The religious community will not like this. As they have demonstrated with the movie, “The Golden Compass” they recognize that the best defense that they have when it comes to teaching their attitudes to children is to enforce a child’s ignorance of alternative views. So, instead of meeting the movie The Golden Compass with arguments explaining the problems with the ideas presented, they organize a boycott. They run at full speed away from a policy of debate and discussion and directly into a policy of enforced ignorance.
The original question concerns whether we should make the teaching of religion to children punishable by law, in virtue of the fact that it is harmful to children. We should not. Even if the children adopt atheism under such a system, they will not understand it. They will not know why it is better than competing ideas unless and until they have been presented with those competing ideas and come to understand why they are inferior. This cannot be done by making the teaching of competing ideas illegal. This can only be done in an environment where people are free to offer those competing ideas, so that they can just as freely be refuted.

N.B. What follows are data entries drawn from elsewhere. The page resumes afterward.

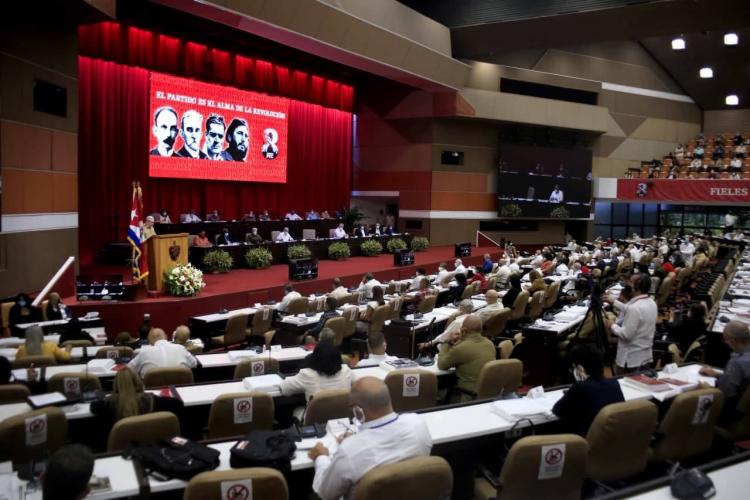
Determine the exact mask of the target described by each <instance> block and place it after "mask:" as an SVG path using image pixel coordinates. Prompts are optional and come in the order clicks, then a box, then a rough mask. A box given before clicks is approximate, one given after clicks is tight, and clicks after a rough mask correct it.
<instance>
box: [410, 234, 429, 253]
mask: <svg viewBox="0 0 750 500" xmlns="http://www.w3.org/2000/svg"><path fill="white" fill-rule="evenodd" d="M428 248H430V240H428V239H427V238H425V237H424V236H415V237H414V239H412V240H411V249H412V250H414V251H415V252H424V251H425V250H427V249H428Z"/></svg>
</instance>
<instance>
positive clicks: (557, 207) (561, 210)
mask: <svg viewBox="0 0 750 500" xmlns="http://www.w3.org/2000/svg"><path fill="white" fill-rule="evenodd" d="M549 215H550V217H555V218H557V219H567V218H569V217H570V212H568V209H567V208H565V207H557V208H555V209H554V210H552V212H551V213H550V214H549Z"/></svg>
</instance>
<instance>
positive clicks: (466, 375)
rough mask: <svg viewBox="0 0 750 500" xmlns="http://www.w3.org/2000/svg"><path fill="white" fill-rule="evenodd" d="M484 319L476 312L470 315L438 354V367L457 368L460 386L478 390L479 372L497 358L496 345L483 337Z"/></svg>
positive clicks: (491, 341) (442, 369) (468, 316)
mask: <svg viewBox="0 0 750 500" xmlns="http://www.w3.org/2000/svg"><path fill="white" fill-rule="evenodd" d="M481 332H482V320H481V319H479V317H478V316H477V315H475V314H471V315H469V316H468V317H467V318H466V319H465V320H464V322H463V324H462V325H461V330H459V331H457V332H454V333H453V335H451V338H450V340H448V342H447V343H446V344H443V348H442V349H441V350H440V355H439V356H438V368H440V369H441V370H447V369H449V368H453V367H455V368H456V377H458V387H459V388H461V389H465V390H467V391H471V392H476V385H477V380H478V379H479V372H480V371H481V370H482V367H483V366H484V364H485V363H487V362H488V361H493V360H494V359H495V346H494V345H493V344H492V341H490V340H489V339H487V338H484V337H482V333H481Z"/></svg>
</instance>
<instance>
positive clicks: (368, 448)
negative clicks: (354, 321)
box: [308, 377, 432, 500]
mask: <svg viewBox="0 0 750 500" xmlns="http://www.w3.org/2000/svg"><path fill="white" fill-rule="evenodd" d="M350 398H351V404H352V410H353V411H354V417H355V419H356V420H357V421H358V424H359V425H358V427H359V431H358V432H356V433H355V434H353V435H349V434H348V433H347V434H345V435H343V436H338V437H337V441H338V443H339V444H338V448H337V449H336V450H335V451H334V453H333V454H331V452H330V451H329V450H328V448H326V446H324V445H323V443H320V442H318V443H317V444H316V445H315V447H314V448H313V449H312V450H310V452H309V453H308V456H309V457H310V458H311V459H312V460H313V462H314V463H315V478H314V479H313V490H314V491H315V493H317V494H318V496H320V498H322V499H323V500H337V499H339V498H342V497H343V498H350V497H351V493H352V491H353V489H354V486H355V485H356V484H357V483H358V482H359V480H360V479H361V478H362V477H363V476H364V475H365V474H367V473H368V472H369V471H370V470H371V469H373V468H375V467H377V466H378V465H385V464H390V463H394V462H400V461H402V460H408V459H410V458H414V457H419V456H426V455H429V454H430V451H431V450H432V437H431V436H430V432H429V430H428V429H427V425H425V423H424V420H423V419H422V417H421V416H420V415H417V414H414V413H403V414H400V415H399V414H397V413H395V412H394V411H393V407H392V406H391V396H390V394H389V393H388V388H387V387H386V385H385V383H384V382H383V381H382V380H380V379H378V378H375V377H363V378H361V379H359V380H357V381H356V382H355V383H354V384H353V385H352V392H351V397H350Z"/></svg>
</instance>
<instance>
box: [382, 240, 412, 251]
mask: <svg viewBox="0 0 750 500" xmlns="http://www.w3.org/2000/svg"><path fill="white" fill-rule="evenodd" d="M385 246H386V248H388V251H389V252H391V253H393V252H395V251H396V250H406V249H407V248H408V246H407V245H406V242H405V241H404V240H402V239H401V238H391V239H390V240H388V243H386V244H385Z"/></svg>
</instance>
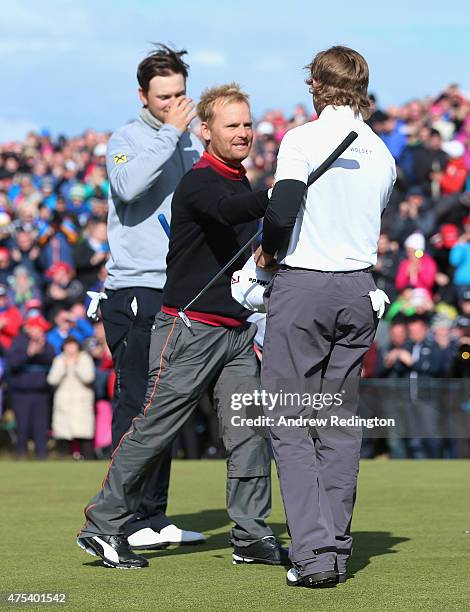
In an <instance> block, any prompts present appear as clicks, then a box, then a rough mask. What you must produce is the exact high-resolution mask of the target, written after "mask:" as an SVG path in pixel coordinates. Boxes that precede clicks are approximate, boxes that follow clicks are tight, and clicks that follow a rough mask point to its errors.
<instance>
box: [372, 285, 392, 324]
mask: <svg viewBox="0 0 470 612" xmlns="http://www.w3.org/2000/svg"><path fill="white" fill-rule="evenodd" d="M369 297H370V301H371V302H372V308H373V309H374V311H375V312H376V313H377V318H378V319H381V318H382V317H383V314H384V312H385V304H390V300H389V299H388V295H387V294H386V293H385V291H382V289H376V290H375V291H369Z"/></svg>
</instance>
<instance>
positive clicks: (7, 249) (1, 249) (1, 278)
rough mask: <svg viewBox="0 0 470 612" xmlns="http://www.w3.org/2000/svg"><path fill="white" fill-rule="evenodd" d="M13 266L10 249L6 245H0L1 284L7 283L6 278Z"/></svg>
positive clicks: (7, 278)
mask: <svg viewBox="0 0 470 612" xmlns="http://www.w3.org/2000/svg"><path fill="white" fill-rule="evenodd" d="M13 268H14V265H13V263H12V261H11V257H10V251H9V250H8V249H7V247H0V283H1V284H2V285H7V284H8V278H9V276H10V275H11V273H12V272H13Z"/></svg>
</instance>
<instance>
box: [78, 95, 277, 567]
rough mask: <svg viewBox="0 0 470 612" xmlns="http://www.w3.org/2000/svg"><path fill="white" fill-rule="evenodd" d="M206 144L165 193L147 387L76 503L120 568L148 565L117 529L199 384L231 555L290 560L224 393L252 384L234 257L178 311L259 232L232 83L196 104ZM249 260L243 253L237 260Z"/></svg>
mask: <svg viewBox="0 0 470 612" xmlns="http://www.w3.org/2000/svg"><path fill="white" fill-rule="evenodd" d="M198 115H199V117H200V119H201V133H202V136H203V138H204V140H205V141H206V143H207V145H208V148H207V151H205V152H204V154H203V156H202V159H201V160H200V161H199V162H198V163H197V164H196V165H195V166H194V168H193V169H192V170H190V171H189V172H188V173H187V174H186V175H185V177H184V178H183V179H182V181H181V183H180V184H179V186H178V188H177V189H176V191H175V194H174V197H173V201H172V219H171V235H170V247H169V253H168V257H167V281H166V284H165V288H164V293H163V308H162V312H160V313H159V314H158V315H157V317H156V319H155V323H154V326H153V331H152V337H151V344H150V361H149V380H148V387H147V395H146V398H145V402H144V404H143V406H142V410H141V412H140V414H139V415H138V416H137V417H136V418H135V419H134V420H133V424H132V427H131V428H130V430H129V431H128V432H127V433H126V434H125V436H124V437H123V438H122V440H121V443H120V445H119V446H118V448H117V449H116V451H115V453H114V455H113V461H112V463H111V466H110V469H109V472H108V474H107V476H106V477H105V479H104V482H103V488H102V490H101V491H100V492H99V493H98V495H97V496H96V497H95V498H94V499H93V500H92V501H91V502H90V504H89V505H88V506H87V508H86V509H85V515H86V518H87V522H86V524H85V526H84V527H83V529H82V531H81V533H80V535H79V539H78V544H79V545H80V546H81V547H82V548H84V549H85V550H86V551H87V552H89V553H91V554H94V555H98V556H100V557H101V558H102V559H103V560H104V562H105V564H107V565H110V566H112V567H118V568H133V567H145V566H146V565H148V563H147V560H146V559H145V558H144V557H142V556H140V555H137V554H135V553H133V552H132V551H131V550H130V548H129V545H128V542H127V540H126V539H125V538H124V537H123V534H124V533H125V525H126V522H127V521H128V520H129V519H130V518H131V517H132V515H133V512H134V511H135V509H136V508H138V507H139V506H140V504H141V501H142V496H143V492H144V491H145V483H146V481H147V480H148V479H151V478H152V474H153V472H154V471H155V469H156V468H158V466H159V465H160V464H161V462H162V461H164V459H165V456H166V449H167V448H168V447H169V446H170V445H171V443H172V442H173V440H174V438H175V436H176V435H177V433H178V431H179V430H180V428H181V427H182V426H183V424H184V423H185V421H186V420H187V419H188V417H189V416H190V415H191V413H192V412H193V411H194V409H195V408H196V406H197V404H198V403H199V400H200V398H201V396H202V395H203V393H204V392H206V391H207V390H208V389H210V388H212V387H213V386H215V391H214V396H215V401H216V405H217V412H218V416H219V419H220V422H221V425H222V432H223V439H224V443H225V447H226V450H227V454H228V461H227V476H228V478H227V508H228V513H229V515H230V518H231V519H232V521H233V522H234V523H235V525H234V527H233V529H232V543H233V546H234V551H233V561H234V562H235V563H266V564H270V565H280V564H285V563H288V557H287V551H285V550H284V549H283V548H281V547H280V546H279V543H278V542H277V540H276V538H275V537H274V535H273V533H272V531H271V529H270V528H269V527H268V526H267V525H266V523H265V519H266V518H267V516H269V514H270V511H271V477H270V474H271V465H270V455H269V452H268V446H267V440H266V439H265V438H263V437H261V436H259V435H257V434H256V433H255V432H253V431H252V430H251V429H248V428H240V429H238V430H237V429H236V428H234V427H231V426H230V422H231V416H232V415H233V414H234V413H233V412H232V410H231V393H233V392H238V393H240V392H244V391H245V390H246V391H249V390H253V388H254V387H255V388H258V387H259V378H258V364H257V361H256V357H255V353H254V350H253V338H254V336H255V333H256V327H255V325H251V324H249V323H247V321H246V319H247V317H248V316H249V315H250V314H251V312H250V311H248V310H246V309H245V308H244V307H243V306H241V305H240V304H239V303H238V302H236V301H235V300H233V299H232V297H231V292H230V279H231V275H232V273H233V272H234V271H235V270H236V269H238V268H240V267H241V265H243V263H244V260H243V258H242V259H241V261H240V260H237V261H235V262H234V264H233V266H232V267H231V268H229V269H228V270H227V271H226V273H225V275H223V276H221V278H219V279H218V281H217V282H215V283H214V284H213V285H212V286H211V287H210V289H209V290H208V291H206V292H205V293H204V295H202V296H201V298H200V299H198V300H197V302H196V303H195V304H194V308H193V309H191V310H186V315H187V317H188V319H189V320H186V322H185V321H183V319H182V318H181V317H180V316H178V309H179V307H181V306H184V305H185V304H187V303H188V302H190V301H191V299H192V298H193V297H194V296H195V295H196V294H197V293H198V292H199V291H200V290H201V289H202V288H203V287H204V286H205V285H206V284H207V282H208V281H209V280H210V279H211V278H213V277H214V276H215V275H216V274H217V272H218V271H219V270H220V268H221V267H222V265H223V264H224V263H225V262H227V261H228V260H230V258H231V257H232V256H233V255H234V254H235V253H236V252H237V251H238V250H239V248H240V247H241V245H242V244H244V243H245V242H246V241H247V240H248V239H249V238H250V237H251V236H252V235H253V234H254V233H255V231H256V225H257V224H256V219H258V218H260V217H262V216H263V215H264V212H265V210H266V207H267V204H268V195H267V191H266V190H264V191H260V192H256V193H252V192H251V189H250V186H249V183H248V181H247V179H246V177H245V170H244V168H243V166H242V163H241V162H242V161H243V160H244V159H245V158H246V157H247V156H248V154H249V152H250V148H251V144H252V140H253V129H252V120H251V114H250V107H249V104H248V97H247V95H246V94H245V93H243V92H242V91H241V90H240V89H239V87H238V86H237V85H236V84H231V85H224V86H221V87H216V88H213V89H209V90H207V91H206V92H204V93H203V95H202V97H201V101H200V102H199V105H198ZM246 257H247V256H245V259H246Z"/></svg>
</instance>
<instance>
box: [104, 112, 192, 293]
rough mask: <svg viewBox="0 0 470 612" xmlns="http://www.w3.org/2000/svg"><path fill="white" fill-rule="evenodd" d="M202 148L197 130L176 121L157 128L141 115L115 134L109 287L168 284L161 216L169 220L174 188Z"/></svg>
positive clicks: (111, 212) (110, 238) (109, 177)
mask: <svg viewBox="0 0 470 612" xmlns="http://www.w3.org/2000/svg"><path fill="white" fill-rule="evenodd" d="M202 151H203V146H202V144H201V143H200V142H199V140H198V139H197V138H196V137H195V136H194V135H193V134H191V133H189V132H184V133H183V134H182V133H181V132H180V131H179V130H178V129H177V128H175V127H173V126H172V125H163V126H162V127H161V128H160V129H159V130H157V129H155V128H153V127H151V126H150V125H148V124H147V123H145V122H144V121H143V119H142V118H141V117H139V118H138V119H136V120H135V121H133V122H132V123H129V124H127V125H125V126H123V127H121V128H120V129H118V130H117V131H116V132H114V134H113V135H112V136H111V138H110V140H109V143H108V152H107V158H106V166H107V170H108V177H109V182H110V186H111V188H110V194H109V212H108V241H109V246H110V251H111V257H110V259H109V261H108V263H107V265H106V267H107V270H108V278H107V280H106V283H105V287H106V288H107V289H123V288H127V287H152V288H154V289H162V288H163V285H164V284H165V270H166V255H167V252H168V238H167V236H166V234H165V232H164V231H163V228H162V227H161V225H160V222H159V221H158V215H159V214H160V213H163V214H164V215H165V216H166V218H167V220H168V222H170V211H171V199H172V197H173V192H174V190H175V189H176V186H177V185H178V183H179V181H180V180H181V178H182V177H183V175H184V174H186V172H188V170H190V169H191V168H192V166H193V165H194V164H195V163H196V162H197V161H198V160H199V157H200V156H201V153H202Z"/></svg>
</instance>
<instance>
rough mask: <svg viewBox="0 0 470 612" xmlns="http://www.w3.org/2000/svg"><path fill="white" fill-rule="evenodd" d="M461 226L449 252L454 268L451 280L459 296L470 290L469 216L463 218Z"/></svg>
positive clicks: (449, 254)
mask: <svg viewBox="0 0 470 612" xmlns="http://www.w3.org/2000/svg"><path fill="white" fill-rule="evenodd" d="M463 227H464V232H463V234H462V235H461V236H460V238H459V239H458V241H457V242H456V244H454V246H453V247H452V248H451V249H450V252H449V263H450V264H451V265H452V266H453V267H454V268H455V272H454V279H453V280H454V284H455V286H456V290H457V294H458V295H459V296H461V295H462V294H463V293H464V292H465V291H467V290H470V217H465V218H464V220H463Z"/></svg>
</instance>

In other words, this doctrine of making it illegal to teach religion to children is exactly the type of ‘enforced ignorance’ that many religious figures feel they have reason to fear, because it is a policy that where, as illustrated with their reaction to The Golden Compass, they are eager to embrace. Whereas, the morally better way would be to allow children to be exposed to competing ideas, and then to help the children to understand what is wrong with those ideas.
This is not at all an unreasonable strategy. We can expect that a great many theists have a stronger love for their children (who exist) than for their God (who does not). Insofar as they care for their children, they have reason to take seriously the claim that they are doing harm, and to stop. This is the strategy to use - one in which they choose to comply, and to do so because they understand the harm that is otherwise done, and they care to prevent it.